Voillllàà. Help ! La gonzesse, celle que l'autre disait : elle était là. Oh merveille, révélation, punition, pourquoi mon Dieu me fais-Tu cela??? Je garai la voiture à l'ombre du poirier devant leur demeure.

Elle était vêtue ordinairement, les cheveux un peu défaits. Elle lavait un linge à l'ancienne... en le frottant à la pila (sorte de cuvette de pierre). Les gugusses sortirent précipitamment de l'auto... je traînai un peu, profitant du contre jour. Je matais la jeune sensuelle... Ah ! Belle comme le péché. Elle continua à tordre son linge placidement, tandis que les deux autres me criaient... quoi tu ne descends pas ?

Je sortis de la voiture, braquai mon regard vers elle, retirai mes lunettes de soleil, approchai sans me presser, souris et lui tendis la main alors que j'étais très proche d'elle. Elle hésita un peu... c'est ce que je voulais.

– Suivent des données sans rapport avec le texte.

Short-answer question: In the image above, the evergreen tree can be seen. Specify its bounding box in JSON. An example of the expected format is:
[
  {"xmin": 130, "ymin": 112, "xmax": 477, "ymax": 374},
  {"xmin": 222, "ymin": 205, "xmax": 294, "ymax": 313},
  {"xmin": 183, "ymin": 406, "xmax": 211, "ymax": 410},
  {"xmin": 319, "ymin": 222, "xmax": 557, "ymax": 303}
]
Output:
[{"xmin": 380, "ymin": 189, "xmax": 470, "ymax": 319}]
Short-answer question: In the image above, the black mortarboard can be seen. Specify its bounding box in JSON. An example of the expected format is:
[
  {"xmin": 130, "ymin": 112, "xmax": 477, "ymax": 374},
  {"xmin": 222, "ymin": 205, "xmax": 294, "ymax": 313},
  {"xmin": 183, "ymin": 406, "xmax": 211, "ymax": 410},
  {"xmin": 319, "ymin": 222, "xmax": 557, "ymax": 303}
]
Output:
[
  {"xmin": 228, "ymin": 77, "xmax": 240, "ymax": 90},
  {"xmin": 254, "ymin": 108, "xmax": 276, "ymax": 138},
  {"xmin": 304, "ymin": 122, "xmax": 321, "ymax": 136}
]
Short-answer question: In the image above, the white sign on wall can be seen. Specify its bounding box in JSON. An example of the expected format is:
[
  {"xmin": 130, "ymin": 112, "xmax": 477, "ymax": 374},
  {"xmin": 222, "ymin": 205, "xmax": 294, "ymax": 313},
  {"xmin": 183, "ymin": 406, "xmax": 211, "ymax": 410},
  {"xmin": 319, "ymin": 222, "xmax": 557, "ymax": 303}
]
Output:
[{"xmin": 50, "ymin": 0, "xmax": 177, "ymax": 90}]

Elle me serra la main... : "Piacere, Rita...". "Piacere, Tony".

Je lâchai sa main et la toisai assez indiscrètement, j'avoue. Toute belle, de partout... hum, je la veux.

Va falloir que je sois plus doux avec le petit... Il n’avait pas menti, le bougre. En parfait cinéphile, je ne pus m’empêcher de penser à la rencontre de Michael Corleone et de la belle Apollonia dans ce monument du cinéma qu’est « Le parrain ». Si je me la tape, promis qu’elle conduira pas!